14. NO WAIVER; REMEDIES. No failure on the part of Lender to exercise,
and no delay in exercising, any right, power or remedy under this Agreement
shall operate as a waiver of such right, power or remedy; nor shall any single
or partial exercise of any right under this Agreement preclude any other or
further exercise of the right or the exercise of any other right. The remedies
provided in this Agreement are cumulative and not exclusive of any remedies
provided by law.
15. MORE THAN ONE CUSTOMER. If more than one person signs this Agreement
as Customer, Lender may at its option and without notice refuse any Loan request
of any Customer. Any Customer may request Loans under this Agreement. Each
Customer is jointly and severally liable for all Loans and other obligations
under this Agreement.
16. NOTICE. Except as otherwise provided in this Agreement, all notices
required or provided for under this Agreement shall be in writing and mailed,
sent or delivered, if to Customer, at any Customer's last known address as shown
on the records of Lender, and if to Lender, at its address shown on the reverse
side, or, as to each party, at such other address as shall be designated by such
party in a written notice to the other party. All such notices shall be deemed
duly given when delivered by hand or courier, or three business days after being
deposited in the mail (including any private mail service), postage prepaid,
provided that notice to Lender pursuant to section 6 shall be effective until
received by Xxxxxx and Lender has a reasonable opportunity to set on the notice.

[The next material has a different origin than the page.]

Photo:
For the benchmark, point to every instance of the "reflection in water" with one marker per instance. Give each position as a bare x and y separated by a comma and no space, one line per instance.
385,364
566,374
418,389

17. ADDRESS. Customer's address is shown on the reverse side. Customer
shall immediately notify Lender in writing of any change of address.
18. INTERPRETATION. The validity, construction and enforcement of this
Agreement are governed by the internal laws of Wisconsin. Invalidity or
unenforceability or any provision of this Agreement shall not affect the
validity or enforceability of any other provisions of this Agreement.
19. OTHER PROVISIONS. (If none stated, there are no other provisions.)